Paso los días pensando en ella, en todo momento, en cualquier lugar todo lo relaciono con Claudia.
Verdaderamente yo fui el más afectado de ese rompimiento tan repentino, nunca te das cuenta en que estás fallando hasta el momento que se te viene el mundo encima, hasta ese preciso momento donde todo lo que habías formado, con quien creías ibas a tener por siempre a tu lado, se viene abajo. Pueden ser 10 años, tal vez 15, en ocasiones más de la mitad de tu vida, pero el problema es que la cantidad de tiempo no importa, el dolor suele ser el mismo y la herida queda marcada para siempre.

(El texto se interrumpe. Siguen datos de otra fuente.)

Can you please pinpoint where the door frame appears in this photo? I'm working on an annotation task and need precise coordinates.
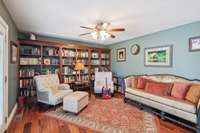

Pensé que Claudia era feliz a mi lado, pero en el fondo se iba llenando de rencores, se sentía reprimida y lo peor del caso yo no lo sabía. Era infeliz, se sentía muy sola, porque yo me pasaba gran tiempo de mi vida en el trabajo y como me creía que me lo merecía por el "esfuerzo" que hacía durante toda la semana, los viernes me iba a tomar unos tragos con los amigos, el sábado era para curarse la cruda y el domingo para ver el futbol.
Inconscientemente era la rutina de cada semana, hasta que ella no pudo más, sin avisarme se marchó y desde ese entonces ya no la he vuelto a ver.
La he buscado en casa de sus padres, pero ellos o no quieren decirme donde está o en realidad no lo saben. Probablemente eso sea lo mejor para ella, pero yo, no he podido salir de este duro golpe.
Hasta hoy me doy cuenta de lo que la amaba y de como la descuide durante nuestro matrimonio, el problema es que ya es demasiado tarde.